Is there a place for theatre in a place of war?
This is the question with which Nandita Dinesh began her work in theatre, after she got the Watson fellowship in 2007. She was then a student at the New York University, pursuing her Masters in Performance Studies. Since then, she has travelled to Guatemala, Northern Ireland, Rwanda, Kashmir, and many other places that have survived years of war. The intention is to use theatre to address conflict.
On the evening of June 18, we are in the well-lit gallery of Atta Galaata for readings from Theatre and War – Notes from the Field, an account of Dinesh’s experiences in ‘theatre-in-war interventions.’
Nandita Dinesh stands tall – her back straight, shoulders never slumping, in black kurta and trousers. She has a kind face and smiling eyes. I’m reassured by this when I goof up soon as she begins talking. I’m trying to locate the recorder on my mobile and instead Google Speak comes on, loudly announcing a request to repeat myself. I actually don’t mind repeating that, Dinesh says even as I break into numerous apologies and the audience chuckles.

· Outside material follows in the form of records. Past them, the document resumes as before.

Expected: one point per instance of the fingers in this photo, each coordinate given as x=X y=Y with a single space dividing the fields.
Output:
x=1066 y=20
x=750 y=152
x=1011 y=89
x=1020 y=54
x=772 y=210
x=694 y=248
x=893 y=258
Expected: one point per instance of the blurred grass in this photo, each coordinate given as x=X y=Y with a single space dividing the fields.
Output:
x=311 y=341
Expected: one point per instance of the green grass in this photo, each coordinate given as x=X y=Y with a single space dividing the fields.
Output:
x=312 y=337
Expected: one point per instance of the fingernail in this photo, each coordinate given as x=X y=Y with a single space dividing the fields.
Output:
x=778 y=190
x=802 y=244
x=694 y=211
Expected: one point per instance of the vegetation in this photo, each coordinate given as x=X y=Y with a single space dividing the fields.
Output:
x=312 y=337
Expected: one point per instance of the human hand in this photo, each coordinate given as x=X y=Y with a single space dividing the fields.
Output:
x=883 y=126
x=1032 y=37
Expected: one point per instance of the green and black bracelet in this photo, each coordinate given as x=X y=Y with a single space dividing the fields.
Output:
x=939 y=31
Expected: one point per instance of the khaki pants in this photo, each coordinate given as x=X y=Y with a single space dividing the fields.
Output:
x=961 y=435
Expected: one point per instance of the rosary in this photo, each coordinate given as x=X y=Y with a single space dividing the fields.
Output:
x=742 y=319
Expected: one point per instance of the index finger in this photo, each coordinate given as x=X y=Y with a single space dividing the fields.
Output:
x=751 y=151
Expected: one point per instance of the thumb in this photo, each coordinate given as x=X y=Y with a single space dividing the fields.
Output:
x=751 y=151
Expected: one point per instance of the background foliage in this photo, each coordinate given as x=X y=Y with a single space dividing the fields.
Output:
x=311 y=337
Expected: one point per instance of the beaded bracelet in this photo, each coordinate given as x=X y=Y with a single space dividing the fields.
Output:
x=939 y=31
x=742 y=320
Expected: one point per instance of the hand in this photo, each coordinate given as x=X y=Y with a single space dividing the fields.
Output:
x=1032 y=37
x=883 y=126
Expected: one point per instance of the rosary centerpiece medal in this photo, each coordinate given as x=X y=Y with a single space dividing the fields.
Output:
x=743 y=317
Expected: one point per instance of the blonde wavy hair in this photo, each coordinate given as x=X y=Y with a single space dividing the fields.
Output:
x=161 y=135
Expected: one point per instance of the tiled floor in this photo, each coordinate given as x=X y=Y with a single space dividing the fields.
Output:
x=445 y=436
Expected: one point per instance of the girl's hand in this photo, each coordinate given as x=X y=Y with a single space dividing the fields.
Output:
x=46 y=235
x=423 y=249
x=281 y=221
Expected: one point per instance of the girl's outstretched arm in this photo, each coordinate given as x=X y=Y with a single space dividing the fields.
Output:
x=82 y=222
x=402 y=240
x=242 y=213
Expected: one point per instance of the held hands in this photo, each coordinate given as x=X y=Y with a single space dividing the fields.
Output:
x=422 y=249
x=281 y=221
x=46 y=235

There are two narratives in the book, she says. One is theoretical and the other, personal. She chooses the personal for her reading.
Dinesh firmly holds the book in her right hand and begins to read. With her left, she is gesturing. She narrates her experience of watching a theatre troupe perform in Northern Uganda. She was intrigued because they were performing at the Internally Displaced People’s (IDP) camp. And this was the ‘essence’ of her kind of work. Her voice is loud and booms across the gallery. The man sitting at the counter looks up, impressed, like all of us, when we first hear her.
A woman walks in quietly with her year-old toddler and Dinesh stops to welcome them. The duo become shy and walks quickly towards the empty seats in the last row.
There is a moment during the reading when her eyes soften and her voice follows.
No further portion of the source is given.